Sua morte, no sábado, aos 88, marca um momento de silêncio depois de ondas de trabalhos ruidosos que escancararam as entranhas das galerias e dos museus. Chega ao fim, sem alarde, sua tentativa de corroer por dentro —e com deboche mordaz— um universo mergulhado no narcisismo.

Leirner foi o artista que mandou um porco empalhado como obra a um salão de arte, detonando um intenso debate, e ensinou como copiar seus trabalhos, esvaziando qualquer possibilidade de lucro. Foi censurado por desenhar cenas eróticas sobre imagens de bebês e chegou a boicotar a Bienal de São Paulo.

Também tentou distribuir fotocópias de seus desenhos e chamou outros artistas para criar uma série de trabalhos que mostraria depois como peças suas. Era a sua ideia de rechaçar o toque do artista, desconstruindo qualquer aura em torno das obras de arte.

Muitas de suas instalações e esculturas, aliás, são alegorias criadas com brinquedos, adesivos e objetos encontrados em supermercados. Nesse sentido, Leirner levou a ideia de ready-made nascida com o urinol de Marcel Duchamp à esfera do ultrakitsch. Sua obra muitas vezes se ancora na cafonice desavergonhada, que agride a ideia de bom gosto de defensores de uma arte que não se deixa contaminar pelo popularesco.

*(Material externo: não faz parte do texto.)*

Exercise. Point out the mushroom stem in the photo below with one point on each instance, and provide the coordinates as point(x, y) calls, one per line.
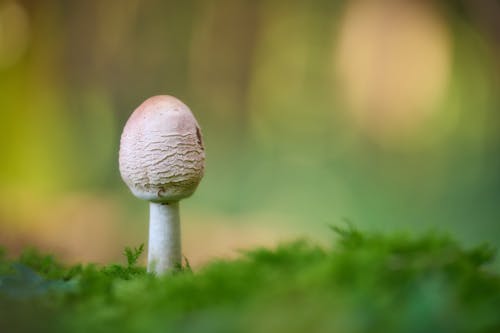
point(164, 253)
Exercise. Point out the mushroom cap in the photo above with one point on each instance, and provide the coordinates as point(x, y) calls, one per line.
point(162, 158)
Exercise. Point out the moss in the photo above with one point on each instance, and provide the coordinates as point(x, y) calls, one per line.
point(363, 283)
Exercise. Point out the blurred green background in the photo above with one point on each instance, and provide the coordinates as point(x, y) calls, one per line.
point(385, 113)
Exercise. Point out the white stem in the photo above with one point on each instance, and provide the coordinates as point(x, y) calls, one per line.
point(164, 253)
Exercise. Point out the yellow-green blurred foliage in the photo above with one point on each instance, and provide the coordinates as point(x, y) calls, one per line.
point(383, 112)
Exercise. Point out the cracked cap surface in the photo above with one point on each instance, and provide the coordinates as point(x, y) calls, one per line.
point(162, 158)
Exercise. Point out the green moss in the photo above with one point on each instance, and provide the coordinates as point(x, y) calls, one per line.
point(364, 283)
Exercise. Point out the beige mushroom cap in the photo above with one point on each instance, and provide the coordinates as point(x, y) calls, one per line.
point(162, 158)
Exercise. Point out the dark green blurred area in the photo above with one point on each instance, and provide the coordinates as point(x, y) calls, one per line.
point(385, 113)
point(365, 283)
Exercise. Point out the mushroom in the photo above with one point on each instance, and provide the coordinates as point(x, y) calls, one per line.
point(162, 160)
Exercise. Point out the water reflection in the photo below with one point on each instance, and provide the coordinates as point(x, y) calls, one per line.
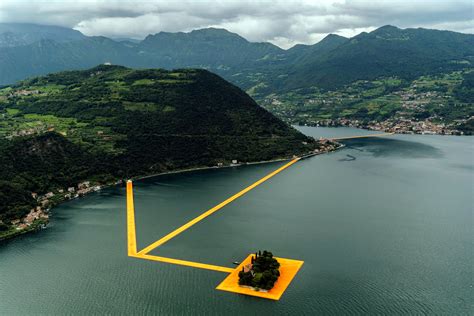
point(385, 147)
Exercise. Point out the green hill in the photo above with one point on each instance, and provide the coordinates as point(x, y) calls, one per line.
point(111, 122)
point(385, 52)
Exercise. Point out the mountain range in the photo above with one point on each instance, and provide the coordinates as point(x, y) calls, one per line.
point(29, 50)
point(110, 122)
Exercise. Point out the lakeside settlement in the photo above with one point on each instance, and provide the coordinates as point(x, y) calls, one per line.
point(38, 217)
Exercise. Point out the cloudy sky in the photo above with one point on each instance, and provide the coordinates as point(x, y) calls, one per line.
point(283, 23)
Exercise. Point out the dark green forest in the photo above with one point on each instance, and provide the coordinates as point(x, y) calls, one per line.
point(111, 122)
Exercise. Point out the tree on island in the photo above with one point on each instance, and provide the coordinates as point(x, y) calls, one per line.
point(262, 272)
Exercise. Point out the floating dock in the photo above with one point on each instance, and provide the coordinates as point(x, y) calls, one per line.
point(288, 268)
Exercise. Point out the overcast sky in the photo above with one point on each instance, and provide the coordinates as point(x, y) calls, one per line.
point(283, 23)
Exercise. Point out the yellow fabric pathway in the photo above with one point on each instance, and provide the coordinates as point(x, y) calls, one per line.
point(131, 233)
point(363, 136)
point(214, 209)
point(143, 254)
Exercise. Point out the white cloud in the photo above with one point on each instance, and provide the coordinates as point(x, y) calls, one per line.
point(284, 23)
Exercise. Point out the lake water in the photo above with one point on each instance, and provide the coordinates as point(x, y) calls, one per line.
point(385, 226)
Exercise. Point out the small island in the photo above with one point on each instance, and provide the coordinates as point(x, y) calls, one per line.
point(261, 274)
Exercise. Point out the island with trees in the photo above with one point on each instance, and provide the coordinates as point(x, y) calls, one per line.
point(261, 274)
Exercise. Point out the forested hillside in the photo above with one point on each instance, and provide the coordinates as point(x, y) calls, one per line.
point(111, 122)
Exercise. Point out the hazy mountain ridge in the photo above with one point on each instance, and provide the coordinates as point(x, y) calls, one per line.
point(334, 61)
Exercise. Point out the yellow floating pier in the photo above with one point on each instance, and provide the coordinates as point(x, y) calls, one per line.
point(288, 268)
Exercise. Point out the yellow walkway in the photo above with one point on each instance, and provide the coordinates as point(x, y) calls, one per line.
point(362, 136)
point(143, 254)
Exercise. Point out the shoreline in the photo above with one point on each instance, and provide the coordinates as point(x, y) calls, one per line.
point(42, 224)
point(396, 132)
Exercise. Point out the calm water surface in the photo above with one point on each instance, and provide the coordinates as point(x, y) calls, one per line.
point(385, 226)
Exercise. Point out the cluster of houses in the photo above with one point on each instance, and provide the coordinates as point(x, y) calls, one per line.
point(47, 200)
point(22, 93)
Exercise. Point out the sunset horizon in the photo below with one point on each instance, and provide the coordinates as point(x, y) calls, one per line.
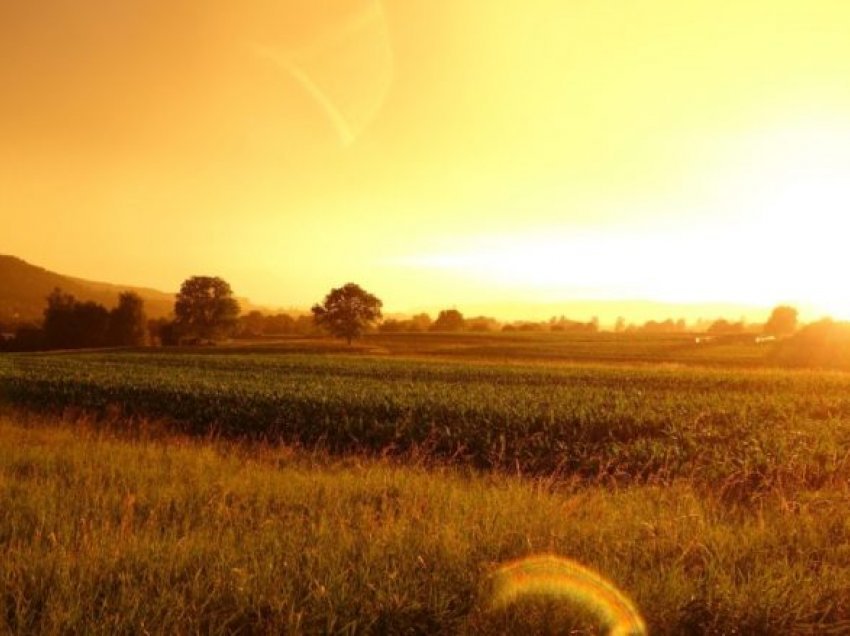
point(439, 154)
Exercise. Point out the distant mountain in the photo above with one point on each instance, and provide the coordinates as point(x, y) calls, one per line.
point(24, 288)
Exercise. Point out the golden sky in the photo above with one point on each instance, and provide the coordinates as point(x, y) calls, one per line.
point(438, 152)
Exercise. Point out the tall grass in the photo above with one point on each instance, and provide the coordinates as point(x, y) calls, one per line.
point(108, 531)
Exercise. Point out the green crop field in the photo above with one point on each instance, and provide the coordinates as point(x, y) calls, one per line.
point(300, 486)
point(745, 431)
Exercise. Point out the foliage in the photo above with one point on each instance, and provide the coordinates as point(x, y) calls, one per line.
point(742, 432)
point(782, 321)
point(347, 311)
point(69, 323)
point(205, 309)
point(143, 531)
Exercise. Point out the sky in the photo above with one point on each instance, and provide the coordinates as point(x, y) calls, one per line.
point(489, 156)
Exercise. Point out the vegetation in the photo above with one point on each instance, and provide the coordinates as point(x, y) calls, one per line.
point(348, 311)
point(741, 432)
point(782, 321)
point(449, 320)
point(119, 528)
point(205, 309)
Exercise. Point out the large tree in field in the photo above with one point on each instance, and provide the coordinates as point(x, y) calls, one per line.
point(347, 311)
point(782, 321)
point(205, 308)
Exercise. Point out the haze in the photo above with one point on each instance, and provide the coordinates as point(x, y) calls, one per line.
point(438, 153)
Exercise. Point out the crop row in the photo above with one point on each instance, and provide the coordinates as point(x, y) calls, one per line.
point(745, 431)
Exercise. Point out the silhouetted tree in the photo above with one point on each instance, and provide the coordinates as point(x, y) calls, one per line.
point(723, 326)
point(782, 321)
point(69, 323)
point(448, 320)
point(127, 321)
point(205, 308)
point(347, 311)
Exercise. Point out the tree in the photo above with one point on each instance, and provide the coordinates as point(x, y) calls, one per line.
point(449, 320)
point(347, 311)
point(205, 308)
point(127, 321)
point(69, 323)
point(782, 321)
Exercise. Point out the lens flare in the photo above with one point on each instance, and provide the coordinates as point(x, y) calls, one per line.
point(554, 576)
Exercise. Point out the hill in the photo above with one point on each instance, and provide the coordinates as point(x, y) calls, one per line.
point(24, 287)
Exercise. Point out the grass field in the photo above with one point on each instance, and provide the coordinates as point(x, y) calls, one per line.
point(107, 532)
point(303, 487)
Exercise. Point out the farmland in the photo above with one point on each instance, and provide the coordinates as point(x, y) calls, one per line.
point(748, 430)
point(306, 487)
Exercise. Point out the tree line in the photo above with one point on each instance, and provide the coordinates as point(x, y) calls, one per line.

O ataque à afetação high brow, bem arquitetado por Leirner, só foi possível porque ele nasceu no olho do furacão. Filho de um dos casais mais influentes do cenário artístico paulistano nas décadas de 1950 e 1960, o artista cresceu vendo quadros de Tarsila do Amaral e Lasar Segall pendurados na sala de casa.

Também observava como o pai, um conselheiro do Museu de Arte Moderna e da Bienal de São Paulo, articulava para moldar o circuito ao seu redor, muitas vezes construindo e destruindo reputações.

Entre elas, a sua. No início de sua vida como artista, seus pais, à frente de um império têxtil e bem relacionados no mundo da arte também pelo fato de sua mãe, Felícia, ter se tornado uma escultora renomada, acionaram a agenda para ver suas obras aceitas em salões, resenhadas por críticos do momento e apreciadas pelos chefões dos museus.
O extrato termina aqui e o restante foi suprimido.